With this film, Ray was intent on “breaking the rectangle” of conventional film staging through the use of split screens, experimentation, and even a weird new instrument called the video synthesizer that colorizes frames so that they look like trippy kaleidoscopic acid freak-outs, but his ambitions went far beyond that. He wanted to reinvent cinema, to replace acting with living and stories with pulsating, unpredictable reality. Ray went from making the ultimate youth film in Rebel Without A Cause to attempting to make a movie with the real-life equivalents of James Dean, Natalie Wood, and Sal Mineo’s brooders, iconoclastic dreamers out of step with glum adult conformity. Ray had long been a hero and idol of the French New Wave and Jean-Luc Godard. With We Can’t Go Home Again, he was attempting a new kind of cinema employing Godardian working methods, Godardian goals, and Godardian content. It’s a fascinating work of intergenerational communion in which the teacher becomes the student, and one of the most influential filmmakers in American film began to follow the rebels who worshiped him.
The film purposefully eschews a conventional plot—and, for that matter, linear comprehension—in favor of an abstract, empathetic, and nakedly emotional portrait of a generation at a crossroads. Though Ray took on a teaching position at SUNY Binghamton’s Harpur College that led to the film’s creation in 1971, We Can’t Go Home Again is very much about the dissolution and anxiety of a ’60s counterculture that was already fraying at the seams. Instead of a traditional narrative, the film gravitates toward individual moments of scorching intensity and unexpected connection, from Ray directing a student/protégé (Tom Farrell) as he tearfully cuts off a beard that is central to his identity, to an unexpectedly insightful confession from a student who sheepishly concedes that for all of their supposed decadence, he and his peers ultimately prefer food to sex.
No less an authority than film editor Walter Murch described We Can’t Go Home Again as the biggest mess he’d ever seen, but if Ray’s late-period obsession is a mess, it’s a vital, vibrant, electric mess that pulsates with empathy and ideas. Ray himself takes center stage in much of the film’s action, fulfilling the role of guru, father, sage, star-maker, teacher, and contemporary to his students. With his towering and dramatic appearance, which is enhanced by a pirate’s eye patch and a cult leader’s undeniable charisma, Ray almost single-handedly holds this squirming, squealing, incoherent experiment together through sheer magnetism. In that respect, the film sometimes suggests an experimental, tragicomic variation on movies like I Love You, Alice B. Toklas or Joe, where members of an older generation tap into the energy and electricity of a youth movement that is throttling the culture.

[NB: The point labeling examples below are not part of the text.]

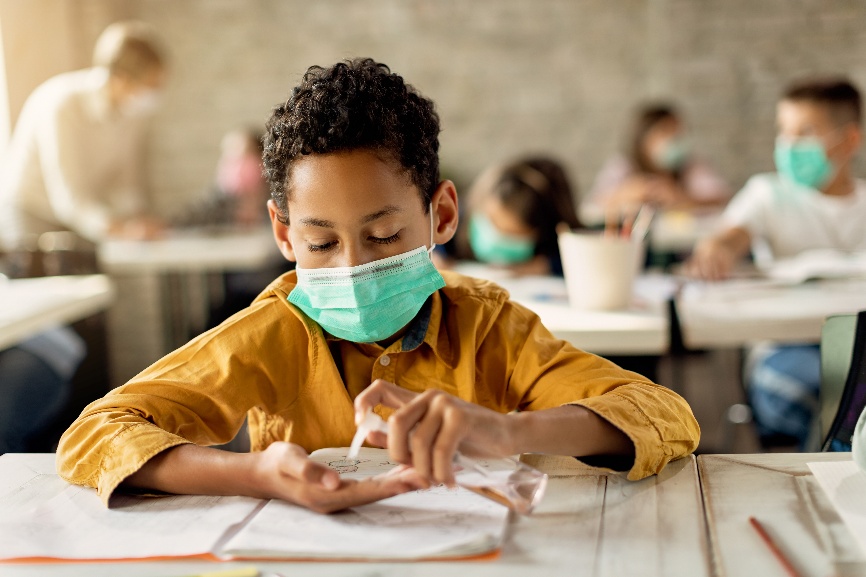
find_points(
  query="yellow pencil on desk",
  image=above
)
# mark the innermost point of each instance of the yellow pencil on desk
(238, 572)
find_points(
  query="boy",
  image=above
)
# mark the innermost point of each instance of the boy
(352, 161)
(812, 202)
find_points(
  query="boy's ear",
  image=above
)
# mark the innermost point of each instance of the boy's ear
(281, 231)
(445, 212)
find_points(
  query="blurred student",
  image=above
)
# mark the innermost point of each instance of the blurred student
(75, 159)
(239, 178)
(365, 321)
(658, 169)
(812, 201)
(238, 195)
(513, 213)
(35, 379)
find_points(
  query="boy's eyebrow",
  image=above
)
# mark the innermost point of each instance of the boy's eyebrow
(388, 210)
(317, 222)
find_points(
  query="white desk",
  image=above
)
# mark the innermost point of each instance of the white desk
(589, 523)
(737, 312)
(643, 330)
(779, 490)
(31, 305)
(190, 251)
(165, 291)
(674, 231)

We Can’t Go Home Again alternates between extremes. It can feel revolutionary, tender, and true one moment and like a bad, leering parody of pretentious art movies the next. Ray and his erratic collaborators were operating without resources or a script, trying to transform the raw material of their lives into art, and the film doesn’t always succeed. Yet there is an unmistakable glory in its heroic over-reaching. It’s an unexpectedly moving elegy to the ’60s from an artist with unique insight into the angst of young people. We Can’t Go Home Again ends with a quote from Ray (“No one does it alone, not even the madness.”) that poignantly comments on the noble aims of a project that found his madness melding with the madness of his students and the madness of the times to create a film that at its best feels like a waking dream.
Key features: Extended interviews with Jim Jarmusch and Ray biographer Bernard Eisenschitz, a pair of Ray’s short films (“The Janitor” and “Marco”), and a segment on the director from a CBS show called Camera Three highlight this generous extras package.